With interest rates so low, I've been moving pretty fast on some high-quality parcels in my area. It's to the point where I'd like to keep buying, but I'm worried I'll surpass my harvest capacity. How well do the combine rental programs work? Are they good for a pinch, or is it something you need to plan for well in advance?
Erickson: Combine rental programs seem to vary based on your location and the availability of unsold used combines. You definitely need to talk to potential suppliers very early about your needs and the potential costs of rental. Most dealers would prefer to sell combines than service rental machines. You might investigate the possibility of hiring a neighbor to do some custom harvesting as a potential short term fix and money saving measure.
Evans: There is more than just the combine rental program question here for discussion. The need for labor to run an additional machine to maintain hauling and unloading channels would be a huge consideration. Management capability for significant acreage expansion to timely plant and cover all acres for weed control should be considered. To directly address the combine rental program question, it would not be a good option for an eleventh hour harvest need decision. Perhaps you might consider two machines where one has both grain platform and corn head and the other just a grain platform to be more timely with soybean harvest to harvest at optimal moisture and speed up your harvest somewhat to accommodate additional acres.
Myers: Typically a combine rental is something you need to plan for in advance and can be done either through a local dealer or from a nation-wide service. Yes, it is possible to secure a rental "in a pinch" but it would be best to plan ahead. Also, remember that an additional unit involves other logistics like truck, carts, and labor.
Parker: Combine rental programs should be checked out and arranged far in advance of harvest. Rental rates are not based on simple acreage but on usage hours, generally separator hours. The combine lease or rental program has worked well over the years. Along with looking into that option, I would think another option would be to explore some type of arrangement with a neighboring farmer who might have excess harvest capacity. Certainly, all of this should be done well in advance of harvest as down time during harvest is very costly.
Suggestions for a cover-crop beginner
I'd like to try out a cover crop on a couple fields next year. Is there one that's recommended for beginners? I have very little experience with the concept. Starting out, I'm more concerned with spring planting prep than actual performance.
Erickson: I would suggest that you begin your cover crop education by talking to local farmers who are utilizing this farming method or contacting an Extension specialist to get you started. Begin by identifying the attributes of cover crops that are most important to your farming operations. Erosion control, weed control, nutrient management, organic matter build-up and reducing surface compaction are all advantages that must be considered.

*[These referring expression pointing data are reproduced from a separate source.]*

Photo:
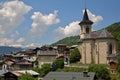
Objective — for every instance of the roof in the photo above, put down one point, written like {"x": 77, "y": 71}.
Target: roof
{"x": 19, "y": 73}
{"x": 99, "y": 34}
{"x": 69, "y": 76}
{"x": 3, "y": 72}
{"x": 85, "y": 19}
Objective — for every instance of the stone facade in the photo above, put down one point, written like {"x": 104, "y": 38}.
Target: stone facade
{"x": 95, "y": 46}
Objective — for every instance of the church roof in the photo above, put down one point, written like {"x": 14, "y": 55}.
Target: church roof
{"x": 85, "y": 19}
{"x": 99, "y": 34}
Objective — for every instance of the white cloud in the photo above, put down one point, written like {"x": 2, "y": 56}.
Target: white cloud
{"x": 93, "y": 17}
{"x": 73, "y": 28}
{"x": 11, "y": 15}
{"x": 70, "y": 30}
{"x": 42, "y": 22}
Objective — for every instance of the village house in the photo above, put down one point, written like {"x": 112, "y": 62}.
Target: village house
{"x": 70, "y": 76}
{"x": 46, "y": 55}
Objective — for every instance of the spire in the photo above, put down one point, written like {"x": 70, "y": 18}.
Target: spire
{"x": 86, "y": 19}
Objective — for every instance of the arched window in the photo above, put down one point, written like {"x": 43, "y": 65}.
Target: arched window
{"x": 110, "y": 49}
{"x": 87, "y": 30}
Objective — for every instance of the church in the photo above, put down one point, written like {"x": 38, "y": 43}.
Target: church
{"x": 96, "y": 47}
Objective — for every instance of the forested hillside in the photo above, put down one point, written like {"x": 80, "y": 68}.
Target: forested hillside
{"x": 114, "y": 29}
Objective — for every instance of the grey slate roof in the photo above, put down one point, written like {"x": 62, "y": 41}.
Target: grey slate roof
{"x": 99, "y": 34}
{"x": 68, "y": 76}
{"x": 85, "y": 19}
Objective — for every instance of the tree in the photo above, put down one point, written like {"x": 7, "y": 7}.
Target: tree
{"x": 26, "y": 77}
{"x": 45, "y": 69}
{"x": 101, "y": 71}
{"x": 118, "y": 64}
{"x": 75, "y": 56}
{"x": 59, "y": 62}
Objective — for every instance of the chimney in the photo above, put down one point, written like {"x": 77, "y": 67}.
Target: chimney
{"x": 85, "y": 74}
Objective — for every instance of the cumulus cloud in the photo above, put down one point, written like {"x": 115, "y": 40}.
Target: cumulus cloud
{"x": 93, "y": 17}
{"x": 11, "y": 15}
{"x": 71, "y": 29}
{"x": 42, "y": 22}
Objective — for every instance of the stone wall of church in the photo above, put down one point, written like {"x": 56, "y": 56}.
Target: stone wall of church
{"x": 96, "y": 51}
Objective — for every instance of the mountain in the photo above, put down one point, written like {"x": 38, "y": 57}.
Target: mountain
{"x": 7, "y": 49}
{"x": 114, "y": 29}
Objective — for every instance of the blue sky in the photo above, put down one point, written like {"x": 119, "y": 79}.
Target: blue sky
{"x": 32, "y": 23}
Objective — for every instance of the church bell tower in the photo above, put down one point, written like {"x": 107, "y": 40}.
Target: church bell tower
{"x": 85, "y": 25}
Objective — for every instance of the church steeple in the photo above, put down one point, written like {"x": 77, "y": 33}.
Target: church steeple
{"x": 85, "y": 19}
{"x": 85, "y": 25}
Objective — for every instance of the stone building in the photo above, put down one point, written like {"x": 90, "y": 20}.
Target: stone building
{"x": 95, "y": 46}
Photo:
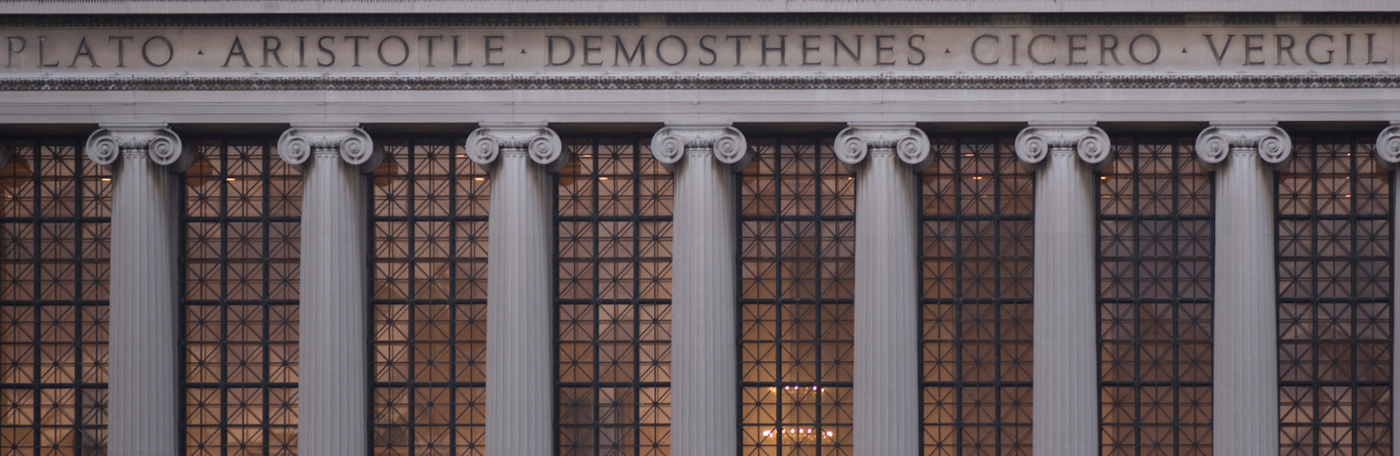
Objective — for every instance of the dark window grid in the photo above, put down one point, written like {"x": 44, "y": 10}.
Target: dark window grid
{"x": 268, "y": 158}
{"x": 1308, "y": 434}
{"x": 410, "y": 148}
{"x": 1178, "y": 153}
{"x": 954, "y": 148}
{"x": 87, "y": 424}
{"x": 815, "y": 151}
{"x": 592, "y": 148}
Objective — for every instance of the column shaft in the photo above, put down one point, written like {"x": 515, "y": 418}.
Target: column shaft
{"x": 333, "y": 390}
{"x": 1066, "y": 411}
{"x": 1246, "y": 346}
{"x": 886, "y": 308}
{"x": 704, "y": 378}
{"x": 520, "y": 339}
{"x": 143, "y": 390}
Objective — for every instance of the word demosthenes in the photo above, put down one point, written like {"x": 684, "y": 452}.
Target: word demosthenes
{"x": 699, "y": 49}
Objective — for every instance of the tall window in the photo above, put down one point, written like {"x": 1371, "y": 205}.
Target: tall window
{"x": 613, "y": 301}
{"x": 430, "y": 241}
{"x": 242, "y": 241}
{"x": 55, "y": 220}
{"x": 797, "y": 242}
{"x": 1155, "y": 300}
{"x": 1334, "y": 290}
{"x": 977, "y": 235}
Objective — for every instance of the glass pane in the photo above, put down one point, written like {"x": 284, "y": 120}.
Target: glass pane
{"x": 1334, "y": 298}
{"x": 1155, "y": 298}
{"x": 797, "y": 244}
{"x": 613, "y": 300}
{"x": 55, "y": 218}
{"x": 242, "y": 242}
{"x": 977, "y": 238}
{"x": 430, "y": 241}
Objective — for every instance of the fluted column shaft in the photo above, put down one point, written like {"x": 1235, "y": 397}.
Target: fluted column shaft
{"x": 1066, "y": 346}
{"x": 1246, "y": 346}
{"x": 704, "y": 392}
{"x": 1246, "y": 321}
{"x": 1388, "y": 148}
{"x": 333, "y": 388}
{"x": 886, "y": 389}
{"x": 704, "y": 389}
{"x": 143, "y": 336}
{"x": 520, "y": 342}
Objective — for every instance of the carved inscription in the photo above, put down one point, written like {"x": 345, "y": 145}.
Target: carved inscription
{"x": 746, "y": 49}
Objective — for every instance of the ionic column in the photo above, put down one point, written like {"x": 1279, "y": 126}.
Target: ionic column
{"x": 143, "y": 333}
{"x": 704, "y": 393}
{"x": 520, "y": 342}
{"x": 333, "y": 389}
{"x": 886, "y": 158}
{"x": 1388, "y": 146}
{"x": 1066, "y": 371}
{"x": 1246, "y": 319}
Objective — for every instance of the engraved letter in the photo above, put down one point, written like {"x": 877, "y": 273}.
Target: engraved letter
{"x": 272, "y": 45}
{"x": 1308, "y": 49}
{"x": 84, "y": 52}
{"x": 975, "y": 58}
{"x": 549, "y": 52}
{"x": 1220, "y": 53}
{"x": 620, "y": 51}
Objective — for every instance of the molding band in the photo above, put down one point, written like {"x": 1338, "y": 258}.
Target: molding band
{"x": 633, "y": 83}
{"x": 156, "y": 140}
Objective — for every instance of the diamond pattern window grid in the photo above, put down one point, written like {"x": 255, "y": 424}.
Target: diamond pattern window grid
{"x": 430, "y": 252}
{"x": 797, "y": 238}
{"x": 55, "y": 220}
{"x": 1155, "y": 300}
{"x": 242, "y": 241}
{"x": 613, "y": 311}
{"x": 1334, "y": 290}
{"x": 977, "y": 239}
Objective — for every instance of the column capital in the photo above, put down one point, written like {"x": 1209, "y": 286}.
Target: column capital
{"x": 903, "y": 139}
{"x": 723, "y": 140}
{"x": 536, "y": 140}
{"x": 1040, "y": 139}
{"x": 1388, "y": 144}
{"x": 154, "y": 140}
{"x": 1224, "y": 139}
{"x": 352, "y": 143}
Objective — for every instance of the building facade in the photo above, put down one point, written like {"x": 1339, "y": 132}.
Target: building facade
{"x": 697, "y": 228}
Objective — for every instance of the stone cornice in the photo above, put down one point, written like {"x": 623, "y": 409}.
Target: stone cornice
{"x": 721, "y": 140}
{"x": 1224, "y": 139}
{"x": 154, "y": 140}
{"x": 905, "y": 140}
{"x": 347, "y": 140}
{"x": 633, "y": 83}
{"x": 1040, "y": 139}
{"x": 1388, "y": 144}
{"x": 535, "y": 140}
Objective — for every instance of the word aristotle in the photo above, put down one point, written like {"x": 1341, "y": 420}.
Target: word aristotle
{"x": 536, "y": 49}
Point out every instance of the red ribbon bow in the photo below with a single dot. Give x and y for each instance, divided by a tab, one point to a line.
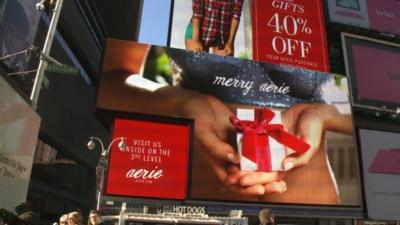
255	144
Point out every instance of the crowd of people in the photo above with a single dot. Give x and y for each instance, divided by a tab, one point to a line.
76	218
71	218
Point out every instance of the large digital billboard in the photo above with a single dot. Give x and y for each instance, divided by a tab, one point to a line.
375	83
263	133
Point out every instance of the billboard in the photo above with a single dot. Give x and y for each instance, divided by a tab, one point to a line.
377	15
290	32
301	114
19	20
280	32
384	15
380	152
19	129
375	82
352	12
154	162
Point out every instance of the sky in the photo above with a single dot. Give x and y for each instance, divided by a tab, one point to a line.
155	22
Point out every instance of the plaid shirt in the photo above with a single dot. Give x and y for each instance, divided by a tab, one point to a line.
216	17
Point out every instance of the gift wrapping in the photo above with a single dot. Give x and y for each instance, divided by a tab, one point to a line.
262	141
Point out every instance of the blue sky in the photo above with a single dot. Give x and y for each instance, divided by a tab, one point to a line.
155	21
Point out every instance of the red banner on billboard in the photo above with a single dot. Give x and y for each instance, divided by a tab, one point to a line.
154	162
290	32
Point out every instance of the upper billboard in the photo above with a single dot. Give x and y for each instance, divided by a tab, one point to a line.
280	32
263	133
381	15
290	32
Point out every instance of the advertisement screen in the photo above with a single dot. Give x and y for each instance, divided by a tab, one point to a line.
351	12
384	15
377	15
290	32
376	82
263	133
274	31
19	21
380	152
154	162
182	28
19	129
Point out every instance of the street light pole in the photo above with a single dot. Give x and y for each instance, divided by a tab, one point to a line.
104	160
46	51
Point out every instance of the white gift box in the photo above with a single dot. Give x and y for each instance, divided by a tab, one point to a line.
277	151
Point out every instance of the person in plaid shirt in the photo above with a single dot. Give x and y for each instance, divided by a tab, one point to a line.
214	25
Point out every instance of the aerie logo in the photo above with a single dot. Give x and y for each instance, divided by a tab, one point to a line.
144	174
393	76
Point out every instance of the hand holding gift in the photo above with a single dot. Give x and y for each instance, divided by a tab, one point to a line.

Evans: Go to the Midwest Cover Crop Council MCCC website http://www.mccc.msu.edu/ to help you make a university research based decision. There are numerous attributes to consider for your determination of performance in terms of soil quality, nitrogen scavenging, nitrogen producing, forage, seed, etc. Some cover crops in the Brassica family are useful to reduce nematode numbers. Two suggestions, start small to learn and start with success in the plan. It makes sense to target your cover crop program to address a problem area such as erosion, nematode problem etc. But don't target the cover crop with a poorly drained problem area where the cover crop species does not fit and is doomed to fail. Your concern for spring planting prep is legitimate for your success as you start out with this new management program. Pay particular attention to completely killing a cover crop. For example never place atrazine in with glyphosate or ammonium sulfate on annual ryegrass as it will not be killed whereas glyphosate and ammonium sulfate will provide an excellent kill during late March or early April.
Myers: I would suggest contacting your local NRCS office for more information as there are a great variety of cover crops available. What do you want to achieve? Mitigate compaction? Hold the soil? Add nutrients? Your concern with spring prep and the crop to follow is also valid and involves critical timing, choose carefully.
Parker: Two combinations are good starters for beginners. 1.) Oats alone or with turnips or radishes work well and winter kill so there is no issue with kill down in the spring. One drawback is they need to be planted early, 9/15 north of I-70 and 9/30 south of I-70. 2). Cereal rye (not annual ryegrass) can be seeded later, 11/1 north of I-70 and 11/15 south of I-70, and it is easy to kill in the spring. However, growth can get out of hand in the spring if it is not sprayed on a timely basis and extra N would be needed if going into corn. Both of the above work well on a variety of soil types. Cover crops provide many benefits, two main benefits are soil erosion protection through the winter months and nutrient scavenging in the fall early winter followed by nutrient release with spring/summer decomposition.